A team from University College London, in the United Kingdom, created the world’s thinnest spaghetti: its diameter is 372 nanometers and it is 200 times thinner than a human hair. This invention beats the previous record of the ‘Fili di Dio’ (in Italian) or ‘threads of God’ in Spanish, a type of pasta typical of the city of Nuoro, stretched exclusively by hand, measuring 400 millionths of a meter in diameter.
Although the Fili di Dio They are a culinary gem, trying to cook and eat the newborn “nanopasta” is impossible. Its function is not to be enjoyed with Neapolitan sauce and Parmesan cheese. They were created for clinical purposes: to make bandages for the regeneration of tissues that are porous to water but do not allow the passage of bacteria.
Technically it is pasta, but not the nonna
Although it is not a food, nanofiber is a kind of paste at a chemical level. It is composed of starch strands made from a mixture of cereal flour and formic acid extracted by a very fine hollow needle using a powerful electrical charge.; a technique known as ‘electrospinning‘. According to the researchers, formic acid is used as a substitute for water because it breaks the typical helical structure of starch chains and creates even finer strands, impossible to see with the naked eye, then evaporates.
There are other ways to obtain fibers of this type, for example, by purifying starch directly from the plants that produce it to store glucose reserves, although according to Adam Clancy, lead author of the study, these systems are harmful to the environment because they use corrosive materials and produce waste that should be disposed of.
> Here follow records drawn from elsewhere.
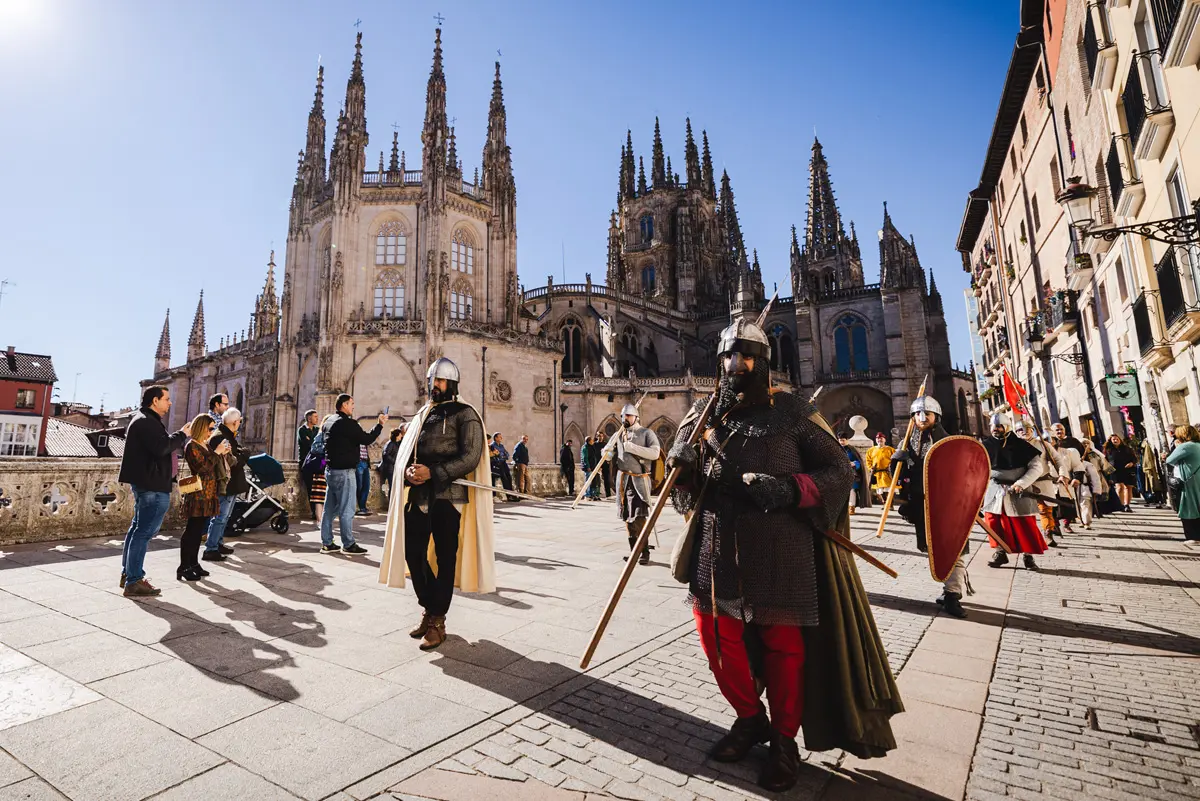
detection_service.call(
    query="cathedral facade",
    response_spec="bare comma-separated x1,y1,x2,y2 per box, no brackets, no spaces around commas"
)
537,134,976,441
144,30,973,462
For its part, cereal flour is clean and economical, adapting to circular industrial production.
The work of the London researchers, published in the journal Nanoscale Advancesspun the nanofibers until they formed a piece of about 2 centimeters. According to the authors, this form of nanopaste could be used as wound dressings thanks to its porosity.. Furthermore, it could be used as a scaffold for tissue growth due to its similarity to the extracellular matrix. “Not to mention it’s biocompatible and biodegradable,” suggests Clancy.